Sous le titre « Tous disciples, tous missionnaires », le rapport de synthèse offre un regard modifié sur le sacerdoce, dont le rôle suréminent – parce qu’il permet de communiquer la grâce de Notre Seigneur Jésus-Christ à travers les sacrements et surtout par le plus important d’entre eux, l’Eucharistie, renouvellement non sanglant de l’unique Sacrifice du souverain prêtre, le Fils de Dieu – est noyé dans une sorte d’égalitarisme baptismal.

La communauté supplante d’ailleurs ici le sacrifice salvifique pour la réparation des péchés et le salut des âmes. L’immense majorité des votants au synode ont approuvé, peut-être sans en percevoir les implications, une logique de partage des « ministères », étendue aux laïcs, y compris pour la prédication.

 

Synodalité : notre analyse du Rapport de synthèse montre qu’elle cherche à modifier le sacerdoce en profondeur

C’est dans cette partie du rapport que l’on trouve les articles ayant suscité la plus importante opposition (qui n’a jamais dépassé les 20 %) : elle s’est manifestée lors des votes sur le rôle des femmes. En fait, les portes ont été ouvertes en grand à l’accès des femmes au diaconat, en même temps que le caractère sacerdotal de celui-ci a été remis en cause ; c’est là déjà une révolution majeure, examinée et très largement approuvée dans le chapitre 11. Approuvée, précisons-le, par le biais de l’engagement pris de remettre l’approche traditionnelle de ces sujets sur la table des discussions.
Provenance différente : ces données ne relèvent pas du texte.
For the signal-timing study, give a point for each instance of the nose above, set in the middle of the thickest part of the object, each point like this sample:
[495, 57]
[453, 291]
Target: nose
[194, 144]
Il n’est pas surprenant que le pape François ait décidé de mener ce synode, ouvertement destiné à modifier la structure même de l’Eglise, en deux temps. Cela permet à la dynamique de groupe de se prolonger dans le temps, et de prétendre arriver à un « consensus » après avoir laissé chacun s’exprimer largement sur des questions déjà réglées.

La première livraison de cette analyse par étapes se trouve ici.

La deuxième se trouve ici.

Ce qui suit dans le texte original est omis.